News

Microsoft To Release Critical Patches for Vista, XP, Office, IE, Visual Basic

Redmond's February patch release is slated to roll out 12 security fixes -- seven rated "Critical," and five deemed "Important."

• By Jabulani Leffall
• 02/07/2008

All of the seven critical items, like most patches in recent months, are designed to stave off remote code execution (RCE) bugs. As always, the advance notice isn't gospel as the nature, number and design of all the patches won't be known officially until Tuesday. But the preview is usually a pretty good indication of what's to come.

The first critical issue affects all Windows OS versions with the exception of Windows 2000 Service Pack 4.

Critical patch number two will be for Windows, Office and Visual Basic programs on all OS versions, though only Windows 2000 SP4, and all editions of XP and Vista were labeled as "critical."

The third critical item is another Windows fix specifically dealing with exploits that would affect VBScript and Jscript language parameters on all OS versions but Vista. VBScript and Jscript are used mainly by Web developers working with Internet Explorer.

Speaking of IE, the popular browser is what the fourth bulletin in the critical group will mostly address. This fix is supposed to patch the system to prevent the intrusion of RCE-based bugs in all versions of IE up to and including IE7 for Vista.

The remaining three critical patches deal succinctly with MS Office Publisher versions 2000 to 2003, the whole Office suite of applications in Office 2000 SP3; and Microsoft Word 2000 SP3 respectively.

Meanwhile, the patches Redmond believes to be "important," deal with a more diverse scope of hacker risks. The five fixes are comprised of two Denial of Service attack plugs, one Elevation of Privilege risk, and two RCE considerations to round out the group.

The first important fix will affect all OS versions and their accompanying Active Directory Programs while Vista will not be affected.
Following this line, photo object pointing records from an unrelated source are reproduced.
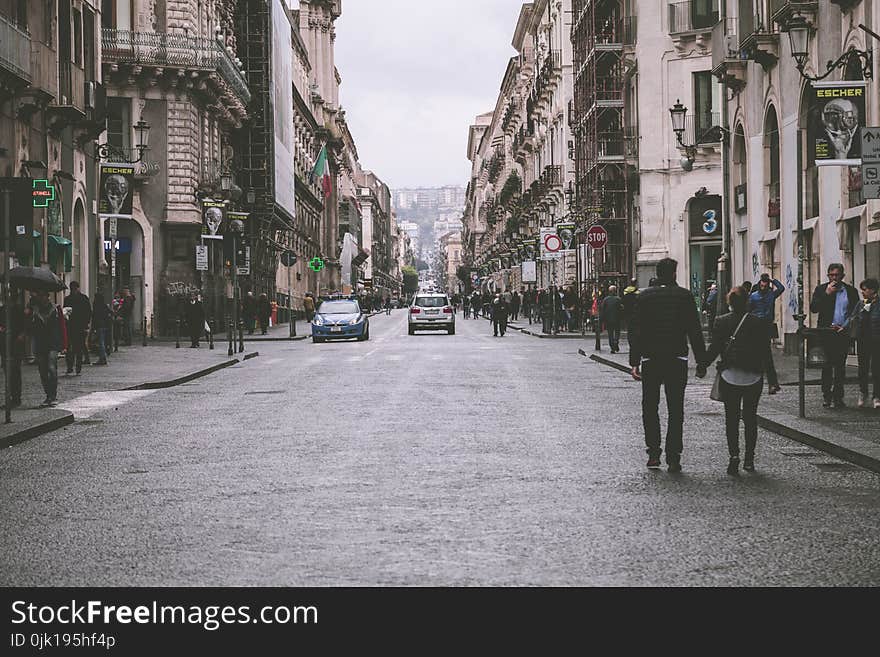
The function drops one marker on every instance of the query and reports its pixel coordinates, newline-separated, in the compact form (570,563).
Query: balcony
(15,51)
(162,53)
(692,16)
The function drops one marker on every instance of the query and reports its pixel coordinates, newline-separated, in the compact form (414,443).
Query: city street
(420,460)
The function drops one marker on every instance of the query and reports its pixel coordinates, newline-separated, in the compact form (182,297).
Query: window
(118,122)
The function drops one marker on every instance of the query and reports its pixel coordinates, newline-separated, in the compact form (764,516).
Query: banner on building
(836,115)
(213,219)
(116,190)
(566,234)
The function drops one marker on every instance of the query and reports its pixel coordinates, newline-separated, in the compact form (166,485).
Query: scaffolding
(604,171)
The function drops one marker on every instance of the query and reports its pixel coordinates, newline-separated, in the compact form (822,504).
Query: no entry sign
(597,237)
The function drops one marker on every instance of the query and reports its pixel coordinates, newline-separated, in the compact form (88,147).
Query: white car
(430,312)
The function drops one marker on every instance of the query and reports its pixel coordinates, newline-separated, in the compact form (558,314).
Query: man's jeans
(47,363)
(671,373)
(834,370)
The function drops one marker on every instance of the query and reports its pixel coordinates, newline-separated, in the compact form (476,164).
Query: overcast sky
(415,73)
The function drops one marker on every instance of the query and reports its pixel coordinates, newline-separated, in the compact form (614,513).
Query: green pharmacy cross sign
(43,193)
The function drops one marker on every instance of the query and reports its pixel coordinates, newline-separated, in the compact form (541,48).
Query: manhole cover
(836,467)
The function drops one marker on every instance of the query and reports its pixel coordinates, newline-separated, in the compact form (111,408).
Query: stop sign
(597,237)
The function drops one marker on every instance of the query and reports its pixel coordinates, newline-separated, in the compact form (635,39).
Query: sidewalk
(158,365)
(851,434)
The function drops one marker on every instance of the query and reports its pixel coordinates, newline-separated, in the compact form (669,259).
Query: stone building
(52,107)
(772,181)
(173,65)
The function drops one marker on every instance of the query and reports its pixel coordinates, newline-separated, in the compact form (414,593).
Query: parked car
(340,319)
(431,312)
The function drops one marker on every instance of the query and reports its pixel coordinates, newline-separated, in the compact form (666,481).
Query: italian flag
(322,170)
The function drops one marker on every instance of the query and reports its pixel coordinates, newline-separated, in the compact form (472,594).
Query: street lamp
(799,33)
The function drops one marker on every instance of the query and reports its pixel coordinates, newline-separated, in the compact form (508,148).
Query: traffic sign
(551,244)
(871,180)
(870,145)
(597,237)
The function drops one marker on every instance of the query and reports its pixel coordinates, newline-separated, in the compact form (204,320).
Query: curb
(767,423)
(38,429)
(159,385)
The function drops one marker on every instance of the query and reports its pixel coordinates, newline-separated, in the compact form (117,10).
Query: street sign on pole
(871,180)
(870,138)
(597,237)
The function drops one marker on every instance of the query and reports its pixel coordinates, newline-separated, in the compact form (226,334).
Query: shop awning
(60,247)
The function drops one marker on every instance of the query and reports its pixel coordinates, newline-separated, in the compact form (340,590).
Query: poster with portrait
(116,190)
(836,115)
(213,219)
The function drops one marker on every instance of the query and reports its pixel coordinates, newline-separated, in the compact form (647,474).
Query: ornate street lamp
(799,33)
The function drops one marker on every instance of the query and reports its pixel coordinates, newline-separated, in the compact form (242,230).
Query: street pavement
(421,460)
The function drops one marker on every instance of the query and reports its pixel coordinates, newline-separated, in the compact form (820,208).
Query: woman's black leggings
(741,402)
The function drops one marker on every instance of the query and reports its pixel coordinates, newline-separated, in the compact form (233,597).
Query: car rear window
(431,302)
(338,308)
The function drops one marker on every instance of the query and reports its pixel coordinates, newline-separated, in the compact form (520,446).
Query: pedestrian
(18,340)
(761,301)
(610,314)
(127,314)
(46,325)
(740,338)
(195,320)
(835,302)
(80,316)
(628,300)
(868,341)
(102,320)
(249,312)
(264,311)
(500,310)
(309,306)
(710,307)
(515,302)
(665,320)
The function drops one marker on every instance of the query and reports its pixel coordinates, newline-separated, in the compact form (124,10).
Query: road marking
(95,402)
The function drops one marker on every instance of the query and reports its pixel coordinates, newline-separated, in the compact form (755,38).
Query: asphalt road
(420,460)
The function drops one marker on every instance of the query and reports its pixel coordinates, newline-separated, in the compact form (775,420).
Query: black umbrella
(35,278)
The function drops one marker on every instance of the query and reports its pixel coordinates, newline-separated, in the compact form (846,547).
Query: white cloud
(414,76)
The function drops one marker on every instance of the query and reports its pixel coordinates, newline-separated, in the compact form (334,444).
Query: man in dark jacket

Conversely, the second item only affects Vista.

The third item, meanwhile, deals with elevation of privilege considerations in all Windows OS releases as well as OS components such as MS Internet Information Services 5.0 and 6.0. Bulletin four, in the important group is likely a complement to the previous patch as it deals with IIS versions 5.1 and 6.0.

The last important fix for February's release is designed to address RCE exploits in all supported versions of Microsoft Works.

Of the 12 total patches, seven items will require restarts.

In addition to the large number of security patches compared to last month, Microsoft will also release seven non-security, high-priority updates on Microsoft Update and Windows Server Update Services, including its previously announced push of IE7.